Meninas de até 14 anos são principais vítimas de abuso
19/05/2004

     Último relatório do programa Sentinela revela que 59 das 115 vítimas em acompanhamento na cidade são meninas de zero a 14 anos
     
     A maioria das crianças e adolescentes vítimas de abuso sexual em Londrina são meninas com até 14 anos de idade. O dado consta do último relatório trimestral encaminhado pela Secretaria Municipal de Assistência Social ao governo federal. O levantamento mostra que das 115 vítimas em atendimento pelo programa Sentinela, que acompanha casos de exploração e abuso sexual infanto-juvenil em Londrina, 12 são meninas com idade até 6 anos, 47 têm idade entre 7 e 14 anos e 14 têm entre 15 e 18 anos. No caso dos meninos, o maior número de ocorrências, ou seja, 16 registros, aparece entre as crianças com até 6 anos de idade. "Temos muita demanda na educação infantil. As atendentes dos centros de educação apontam cada vez mais casos", afirmou Silvia Cavalcante Vicentin, coordenadora do programa Sentinela.
     
     O relatório apresenta o perfil das vítimas acompanhadas, com dados sobre idade, gênero, cor, escolaridade e renda familiar.
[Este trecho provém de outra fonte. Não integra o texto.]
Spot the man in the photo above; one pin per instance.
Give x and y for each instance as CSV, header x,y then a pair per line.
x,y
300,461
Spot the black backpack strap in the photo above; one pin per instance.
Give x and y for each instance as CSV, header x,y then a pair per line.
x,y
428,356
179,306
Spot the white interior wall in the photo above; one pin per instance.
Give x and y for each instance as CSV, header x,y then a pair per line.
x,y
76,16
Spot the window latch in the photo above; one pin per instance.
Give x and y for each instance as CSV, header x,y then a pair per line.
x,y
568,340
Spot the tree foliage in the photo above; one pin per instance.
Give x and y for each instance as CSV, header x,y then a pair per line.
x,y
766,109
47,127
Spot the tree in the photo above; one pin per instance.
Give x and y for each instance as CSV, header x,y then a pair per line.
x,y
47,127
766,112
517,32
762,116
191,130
O material traz ainda dados sobre a origem dos encaminhamentos, os principais agressores e o número de familiares atendidos. Os dados do relatório servem de base para a elaboração do programa da 3ª Semana Municipal de Enfrentamento ao Abuso e Exploração Sexual Infanto-Juvenil, que foi aberta na terça-feira (dia 18). Com oficinas para a comunidade e para públicos específicos, a semana prevê ainda mesa-redonda para discutir as formas de segurança e proteção da criança e do adolescente.
     
     O levantamento mostra que a equipe do Sentinela, com psicólogos e assistentes sociais, atende 191 parentes de vítimas. A família também aparece no relatório da secretaria como a principal fonte de encaminhamento de casos: 49 vítimas são atendidas hoje graças à denúncia de familiares. Em segundo lugar aparece o Conselho Tutelar que encaminhou 35 vítimas das 115 acompanhadas pelo Sentinela.
     
     Ainda de acordo com o relatório, a maioria dos casos encaminhados ao programa é de abuso sexual. Do total de atendimentos, 102 são prestados a vítimas de estupro (no caso de meninas) ou conjunção carnal, além de seis casos de violência física e nove de exploração sexual (prostituição infantil). Segundo a coordenadora do programa, o número registrado de casos de exploração infantil reflete ainda a dificuldade na detecção e no encaminhamento das ocorrências. "Os casos de exploração que atendemos foram trazidos por outras vítimas ou educadores que atuam junto à comunidade e que já conheciam a criança", lembrou Viviane Tamihe Kawasaki, secretária do programa, que registra as denúncias feitas via telefone.
     
     As crianças brancas são as principais vítimas. Das 115 vítimas que recebem apoio psicológico do programa Sentinela, 34 são meninas brancas com idade entre sete e 14 anos, seguidas por 14 meninos também brancos com idade entre zero e 6 anos. Onze casos são de crianças e adolescentes negros, sendo oito meninas e três meninos. As vítimas de cor parda totalizam 29 casos.
     
     Quanto à renda familiar, a maioria das vítimas vive com renda de um a três salários mínimos. Ao todo, 60 crianças e adolescentes vítimas de abuso sexual aparecem nesse tipo de classificação. Meninos e meninas com renda familiar de até um salário mínimo totalizam 41 casos e somente 14 estão em famílias que vivem com renda superior a três salários mínimos. O relatório mostra ainda que os principais agressores estão dentro da família: na somatória dos casos, o número de agressores dentro de casa passa de 70. Em 45 casos, o agressor não é da família da vítima. O segundo principal agressor são os pais das crianças: o programa tem registrados 21 casos desse tipo, seguidos por outros 20 casos em que o padrasto é o agressor. Com relação à escolaridade, 43 vítimas são alunos de 1ª a 4ª séries do ensino fundamental, 35 estão entre a 5ª e 8ª séries e 17 freqüentam a educação infantil.